После переезда в Москву инок Вассиан завоевал расположение Василия III и занял видное место при дворе. Один из его помощников Михаил Медоварцев так охарактеризовал роль и значение князя-инока: он «великий временной человек, у великого князя ближней». Бывший придворный Ивана III стал могущественным временщиком при дворе Василия III. Существенное значение имело не только личное влияние старца на государя, но и то, что инок имел могущественную родню в Боярской думе. Ключевой фигурой в думе был двоюродный брат Вассиана князь Даниил Щеня Патрикеев, имевший большие военные заслуги. Именно Щеня разгромил литовскую армию под Ведрошью, а позднее овладел Смоленском.
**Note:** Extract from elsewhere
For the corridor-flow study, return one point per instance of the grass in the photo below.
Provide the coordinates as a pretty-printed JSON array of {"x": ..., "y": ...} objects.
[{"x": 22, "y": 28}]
Вместе со Щеней в думе сидели его сын боярин Михаил и племянник. В последний раз Даниил Щеня служил в полках в 1515 году, после чего вскоре же умер. Его племянник князь Михаил Голица, родоначальник Голицыных, попал в плен к литовцам и таким образом выбыл из Боярской думы. После смерти отца боярин Михаил Даниилович Щенятев занял один из высших постов в русской армии. Но в 1523 году он внезапно лишился должности, а через несколько лет был сослан на воеводство в Кострому. Великий князь утратил прежнее доверие к Патрикеевым. В 1525 году писцы, проводившие смотрины, получили от него наказ, чтобы государева невеста не была «в племяни» Щенятевых.

«Смоленское взятие» и прочие победы благоприятствовали замыслам сторонников земельной реформы. Программа секуляризации сулила дворянству обогащение. Однако Русское государство вступило в полосу военных неудач, что неизбежно отвлекло внимание властей от реформ.

Россия принуждена была тогда вести войну одновременно с Литовско-Польским государством и с Крымской Ордой, опиравшейся на мощь Османской империи. В 1521 году крымский хан Мухаммед-Гирей изгнал из Казани московского вассала и посадил на трон брата Сагиб-Гирея. В том же году крымцы и казанцы напали на Москву и подвергли страшному погрому южные уезды России. Через три года Сагиб-Гирей объявил себя вассалом Турции, однако был изгнан русскими войсками из Казани.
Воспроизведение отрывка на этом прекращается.